Brig. Gen. Daniel Yoo speaks during the morning presentation of the colors. Today, he introduces Alisa. She has one wish – to be a Marine. As his words echo, every Marine applauds.
Alisa is used to things going wrong. From being diagnosed with a brain tumor to hearing she had two months to live to re-learning how to walk and talk … she is all too familiar with challenges. She has overcome every obstacle just to stand in front of the Marines at Camp Pendleton.
Connecting to the Marine Mission
Today, though, everything will go right at Camp Pendleton. The Marines will do for Alisa as they’ve done for many other Make-A-Wish kids: They’ll make time in their schedule and their hearts. They will find in Alisa’s wish a renewed and stronger sense of appreciation for the people who serve alongside them, and for the principles they uphold.
Her experience begins with a uniform and the rank insignia of a Private First Class. From there, she has a choice for her day at Camp Pendleton: the easy way, or the Marine way.
“I wanted to get dirty and see how they do everything and experience it,” Alisa tells a local newspaper.
A Day in a Marine’s Life
Alisa timed her visit perfectly.
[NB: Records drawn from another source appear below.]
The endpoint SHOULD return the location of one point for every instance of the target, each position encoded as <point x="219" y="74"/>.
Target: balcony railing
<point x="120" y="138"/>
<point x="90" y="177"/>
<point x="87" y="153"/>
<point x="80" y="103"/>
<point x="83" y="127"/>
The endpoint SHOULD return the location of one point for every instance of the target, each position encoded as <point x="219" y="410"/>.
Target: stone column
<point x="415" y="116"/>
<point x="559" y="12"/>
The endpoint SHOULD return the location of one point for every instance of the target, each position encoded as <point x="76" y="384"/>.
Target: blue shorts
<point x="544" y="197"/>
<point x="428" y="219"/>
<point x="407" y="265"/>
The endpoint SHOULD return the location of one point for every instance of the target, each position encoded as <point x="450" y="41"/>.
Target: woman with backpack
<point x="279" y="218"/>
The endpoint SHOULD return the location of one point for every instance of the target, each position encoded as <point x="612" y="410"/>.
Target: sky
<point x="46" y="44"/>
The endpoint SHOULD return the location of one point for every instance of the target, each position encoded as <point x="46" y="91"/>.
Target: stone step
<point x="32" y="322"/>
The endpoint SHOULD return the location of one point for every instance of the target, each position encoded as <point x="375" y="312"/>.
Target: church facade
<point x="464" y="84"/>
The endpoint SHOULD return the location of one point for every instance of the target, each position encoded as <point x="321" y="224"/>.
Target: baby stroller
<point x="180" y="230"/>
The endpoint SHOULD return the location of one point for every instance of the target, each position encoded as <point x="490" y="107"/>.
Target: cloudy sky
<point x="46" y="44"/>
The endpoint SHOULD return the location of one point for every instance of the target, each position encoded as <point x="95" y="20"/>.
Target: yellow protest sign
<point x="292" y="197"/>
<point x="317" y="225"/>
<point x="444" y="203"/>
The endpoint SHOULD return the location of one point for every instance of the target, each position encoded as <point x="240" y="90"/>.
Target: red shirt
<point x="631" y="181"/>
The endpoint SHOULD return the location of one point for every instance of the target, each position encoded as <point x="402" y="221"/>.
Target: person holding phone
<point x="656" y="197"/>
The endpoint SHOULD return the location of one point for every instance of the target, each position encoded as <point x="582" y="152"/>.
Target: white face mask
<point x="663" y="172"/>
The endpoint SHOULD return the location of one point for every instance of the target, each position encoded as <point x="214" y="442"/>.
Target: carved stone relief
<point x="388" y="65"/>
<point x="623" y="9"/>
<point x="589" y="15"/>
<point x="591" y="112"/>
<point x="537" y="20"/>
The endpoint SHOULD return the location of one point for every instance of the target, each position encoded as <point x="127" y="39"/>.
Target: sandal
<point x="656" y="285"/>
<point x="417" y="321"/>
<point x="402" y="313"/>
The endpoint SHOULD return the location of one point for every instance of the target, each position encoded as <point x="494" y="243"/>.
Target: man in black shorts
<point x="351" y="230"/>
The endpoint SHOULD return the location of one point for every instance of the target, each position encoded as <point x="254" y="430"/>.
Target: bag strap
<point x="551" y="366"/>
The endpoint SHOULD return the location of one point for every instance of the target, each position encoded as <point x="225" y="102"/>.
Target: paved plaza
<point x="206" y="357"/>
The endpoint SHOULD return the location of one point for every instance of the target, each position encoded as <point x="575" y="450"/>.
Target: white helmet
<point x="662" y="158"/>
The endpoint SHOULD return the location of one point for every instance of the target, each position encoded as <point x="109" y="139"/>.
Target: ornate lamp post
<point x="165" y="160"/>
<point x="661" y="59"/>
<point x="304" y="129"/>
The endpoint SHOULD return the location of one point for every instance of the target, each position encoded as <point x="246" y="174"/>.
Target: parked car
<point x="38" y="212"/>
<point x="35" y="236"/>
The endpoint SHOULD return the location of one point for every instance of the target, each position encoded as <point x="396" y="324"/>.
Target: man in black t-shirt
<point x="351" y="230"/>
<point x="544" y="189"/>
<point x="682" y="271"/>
Today, a class of recruits will win the right to call themselves Marines. This rite of passage establishes a bond between all the men and women who wear the eagle, globe and anchor.
The Marines arrange for Alisa to receive an “Honorable Mention” plaque during the graduation ceremony. It’s a memento that is sure to be among her most-treasured possessions. They also give her a drill instructor’s campaign hat and a shooting jacket.
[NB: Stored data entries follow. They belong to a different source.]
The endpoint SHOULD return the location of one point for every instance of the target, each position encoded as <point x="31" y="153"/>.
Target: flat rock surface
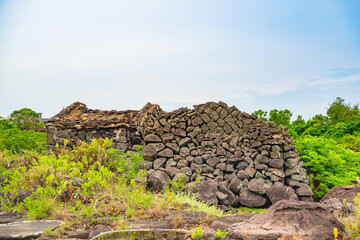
<point x="224" y="223"/>
<point x="308" y="220"/>
<point x="149" y="225"/>
<point x="26" y="229"/>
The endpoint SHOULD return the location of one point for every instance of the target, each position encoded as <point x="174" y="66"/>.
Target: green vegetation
<point x="94" y="180"/>
<point x="328" y="145"/>
<point x="220" y="234"/>
<point x="23" y="131"/>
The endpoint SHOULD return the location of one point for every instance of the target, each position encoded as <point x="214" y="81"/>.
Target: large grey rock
<point x="334" y="205"/>
<point x="277" y="193"/>
<point x="257" y="186"/>
<point x="206" y="191"/>
<point x="149" y="225"/>
<point x="250" y="199"/>
<point x="158" y="180"/>
<point x="27" y="229"/>
<point x="149" y="152"/>
<point x="224" y="223"/>
<point x="308" y="220"/>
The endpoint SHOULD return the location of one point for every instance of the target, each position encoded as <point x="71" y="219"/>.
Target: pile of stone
<point x="78" y="123"/>
<point x="243" y="155"/>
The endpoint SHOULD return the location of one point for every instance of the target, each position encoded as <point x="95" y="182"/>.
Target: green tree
<point x="339" y="111"/>
<point x="281" y="117"/>
<point x="261" y="114"/>
<point x="26" y="119"/>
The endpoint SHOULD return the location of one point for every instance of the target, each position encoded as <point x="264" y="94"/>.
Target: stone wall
<point x="77" y="123"/>
<point x="239" y="153"/>
<point x="240" y="159"/>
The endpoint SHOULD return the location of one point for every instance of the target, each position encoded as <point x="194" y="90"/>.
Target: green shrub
<point x="328" y="163"/>
<point x="17" y="140"/>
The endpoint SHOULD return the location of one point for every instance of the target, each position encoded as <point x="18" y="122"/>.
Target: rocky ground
<point x="286" y="219"/>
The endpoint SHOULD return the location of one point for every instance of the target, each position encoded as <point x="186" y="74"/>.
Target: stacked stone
<point x="123" y="137"/>
<point x="78" y="123"/>
<point x="242" y="154"/>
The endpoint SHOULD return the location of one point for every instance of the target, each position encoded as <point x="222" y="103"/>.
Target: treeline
<point x="22" y="131"/>
<point x="329" y="145"/>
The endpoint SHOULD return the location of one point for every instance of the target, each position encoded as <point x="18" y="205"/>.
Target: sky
<point x="117" y="54"/>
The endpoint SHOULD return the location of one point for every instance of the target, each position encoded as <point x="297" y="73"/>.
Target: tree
<point x="261" y="114"/>
<point x="339" y="111"/>
<point x="26" y="119"/>
<point x="281" y="117"/>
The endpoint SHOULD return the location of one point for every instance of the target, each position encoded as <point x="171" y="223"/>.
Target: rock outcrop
<point x="307" y="220"/>
<point x="242" y="155"/>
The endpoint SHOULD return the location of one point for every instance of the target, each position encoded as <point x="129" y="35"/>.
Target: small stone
<point x="184" y="152"/>
<point x="149" y="152"/>
<point x="186" y="170"/>
<point x="182" y="164"/>
<point x="167" y="137"/>
<point x="250" y="171"/>
<point x="159" y="162"/>
<point x="256" y="145"/>
<point x="196" y="121"/>
<point x="220" y="151"/>
<point x="250" y="199"/>
<point x="257" y="186"/>
<point x="145" y="165"/>
<point x="166" y="153"/>
<point x="212" y="162"/>
<point x="304" y="190"/>
<point x="276" y="163"/>
<point x="221" y="166"/>
<point x="152" y="138"/>
<point x="242" y="174"/>
<point x="183" y="142"/>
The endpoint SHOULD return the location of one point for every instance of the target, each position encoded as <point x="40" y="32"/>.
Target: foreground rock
<point x="26" y="229"/>
<point x="308" y="220"/>
<point x="224" y="223"/>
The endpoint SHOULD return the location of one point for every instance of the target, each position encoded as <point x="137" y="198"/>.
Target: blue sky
<point x="298" y="55"/>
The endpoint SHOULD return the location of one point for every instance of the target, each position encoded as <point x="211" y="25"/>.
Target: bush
<point x="17" y="140"/>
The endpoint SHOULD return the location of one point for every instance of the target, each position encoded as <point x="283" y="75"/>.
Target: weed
<point x="199" y="233"/>
<point x="220" y="234"/>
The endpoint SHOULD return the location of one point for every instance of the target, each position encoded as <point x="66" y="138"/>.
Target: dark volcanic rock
<point x="277" y="193"/>
<point x="206" y="191"/>
<point x="26" y="229"/>
<point x="250" y="199"/>
<point x="308" y="220"/>
<point x="224" y="223"/>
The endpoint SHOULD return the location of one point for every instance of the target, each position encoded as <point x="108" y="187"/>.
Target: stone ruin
<point x="239" y="159"/>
And Alisa is the first person to use the new Camp Pendleton virtual activity and martial arts rooms.
Earning Her Honors
Alisa finds something more important than the activities and souvenirs, though. The way Marines react to her wish moves her, and becomes her favorite part of the experience.
During her visit, she meets retired Sgt. Major Frank Cirou. He served in WWII, and he has words of encouragement for her ongoing fight against brain cancer.
“We all battle our own wars and you’re battling one of the highest ones,” he says. Sgt. Major Cirou also offers Alisa a challenge coin from his collection. Each one symbolizes his long years of service – but he believes Alisa has earned one for her spirit. The one he offers bears his name and photo, and Alisa keeps it with her every day.
Today, Alisa feels better. She has overcome setbacks before – should another rise, her experience with the Marines makes her feel like she won’t face it alone.